このエラーの発生原因を判別し、問題の解決方法を見つけるには、以下の手順に従います。

  1. Novell AppArmorがサーバマシン上で実行しているかどうかをチェックして、15.3.2項 「NXサーバへの接続が確立できません」に説明されているように進めます。

  2. knxとサーバ間の接続の確立を再試行します。

  3. YaST Firewallモジュールを開始してSSHが[外部ゾーン]用の[Allowed Services]にリストされているかどうかをチェックすることによって、クライアント側のファイアウォールがSSHトラフィックを許可しているかどうかをチェックします。SSHが有効になっていない場合は、有効にします。

  4. 15.1項 「NXでの作業」にリストされているSSHおよびNXポートに対するサーバ側のファイアウォールをチェックします。これらのポートが閉じている場合は、開きます。

  5. knxとサーバ間の接続の確立を再試行します。

  6. サーバマシンにrootとしてログインし、以下の手順に従います。

    1. /tmpディレクトリに入り、NXサーバのロックファイルをチェックします。

      cd /
      ls -ltr .nX*
    2. 古いロックファイルがある場合は削除します。

    3. ログアウトします。

  7. knxとサーバ間の接続の確立を再試行します。

  8. クライアントマシンで、YaST Software Managementモジュールを使用してknxクライアントを削除して再インストールします。

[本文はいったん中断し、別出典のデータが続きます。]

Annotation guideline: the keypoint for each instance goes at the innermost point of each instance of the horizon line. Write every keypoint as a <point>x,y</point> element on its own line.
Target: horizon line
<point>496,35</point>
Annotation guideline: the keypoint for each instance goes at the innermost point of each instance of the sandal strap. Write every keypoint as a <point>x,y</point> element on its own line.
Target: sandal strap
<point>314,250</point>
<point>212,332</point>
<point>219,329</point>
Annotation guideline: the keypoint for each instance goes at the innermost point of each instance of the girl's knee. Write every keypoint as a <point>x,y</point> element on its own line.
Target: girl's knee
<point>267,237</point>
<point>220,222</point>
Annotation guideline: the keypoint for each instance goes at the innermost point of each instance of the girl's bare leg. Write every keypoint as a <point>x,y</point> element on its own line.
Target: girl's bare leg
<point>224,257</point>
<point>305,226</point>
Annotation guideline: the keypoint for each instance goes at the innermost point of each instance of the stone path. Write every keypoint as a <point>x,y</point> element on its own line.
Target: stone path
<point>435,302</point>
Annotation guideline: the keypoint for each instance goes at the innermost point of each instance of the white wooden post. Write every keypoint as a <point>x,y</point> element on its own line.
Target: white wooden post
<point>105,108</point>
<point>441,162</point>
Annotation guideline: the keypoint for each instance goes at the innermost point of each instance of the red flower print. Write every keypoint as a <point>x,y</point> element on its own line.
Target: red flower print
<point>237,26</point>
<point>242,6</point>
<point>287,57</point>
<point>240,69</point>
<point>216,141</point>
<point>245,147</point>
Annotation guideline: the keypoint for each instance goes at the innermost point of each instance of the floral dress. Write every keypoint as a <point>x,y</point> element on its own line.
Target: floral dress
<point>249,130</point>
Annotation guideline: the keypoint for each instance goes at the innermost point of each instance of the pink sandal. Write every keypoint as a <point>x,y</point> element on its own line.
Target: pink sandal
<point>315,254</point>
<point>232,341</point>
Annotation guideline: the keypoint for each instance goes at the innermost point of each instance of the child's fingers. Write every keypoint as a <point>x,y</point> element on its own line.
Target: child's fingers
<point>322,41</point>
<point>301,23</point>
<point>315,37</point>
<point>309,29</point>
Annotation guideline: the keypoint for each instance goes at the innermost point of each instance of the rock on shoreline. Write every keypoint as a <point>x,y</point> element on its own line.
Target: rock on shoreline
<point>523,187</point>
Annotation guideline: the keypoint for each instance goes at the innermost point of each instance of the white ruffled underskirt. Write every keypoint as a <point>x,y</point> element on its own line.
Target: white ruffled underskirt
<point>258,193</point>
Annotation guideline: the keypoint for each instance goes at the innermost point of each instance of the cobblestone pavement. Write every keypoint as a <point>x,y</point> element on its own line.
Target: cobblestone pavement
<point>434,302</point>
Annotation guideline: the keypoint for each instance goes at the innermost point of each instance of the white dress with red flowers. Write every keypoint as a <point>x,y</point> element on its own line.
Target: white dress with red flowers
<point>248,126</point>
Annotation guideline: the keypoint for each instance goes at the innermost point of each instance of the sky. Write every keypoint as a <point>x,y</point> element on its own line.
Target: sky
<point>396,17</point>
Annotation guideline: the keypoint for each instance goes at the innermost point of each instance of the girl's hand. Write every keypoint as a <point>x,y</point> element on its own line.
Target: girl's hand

    上記の手順すべてに従って実行している場合は、ここでサーバに接続できています。

15.3.2 NXサーバへの接続が確立できません

knxを起動して接続をを開始した後に、次のエラーメッセージが表示されます。

Connection to NX server could not be established. Connection timed out.

この問題の原因を判別するには、以下の手順に従います。

  1. サーバにrootとしてログインします。

  2. dmesgコマンドの出力で次のようなエントリがないかチェックします。

    SubDomain: REJECTING r access to /var/lib/nxserver/home/.ssh/authorized_keys2 (sshd(31247) profile /usr/sbin/sshd active /usr/sbin/sshd)
    

    このエントリは、サーバ上で実行しているNovell AppArmorがいくつかのNX固有ファイルにアクセスするためのsshデーモンを許可しないことを示しています。

  3. サーバマシンのAppArmorを停止します。

    または

    sshdプロファイルを学習モードにし、NXファイルが既存のプロファイルにアクセスするパーミッションを追加します。詳細については、『Novell AppArmor 2.0 アドミニストレーションガイド』を参照してください。

  4. サーバへの再接続

15.3.3 ユーザ認証は正常に実行されましたが、リモート接続が確立されませんでした

knxを実行してセッションを開始した後に、knxがユーザの認証に成功しましたが、ターミナルウィンドウには新しいセッションの代わりに次のようなエラーメッセージが表示されます。

Could not yet establish the connection to the remote proxy. Do you
    want to terminate the current session?

サーバのファイアウォールで開かれていないNXリモートセッションのネゴシエーションに上位ポートが使用されたため、接続に失敗しました。サーバのファイアウォール設定を調整するには、15.1項 「NXでの作業」に説明されているように進めます。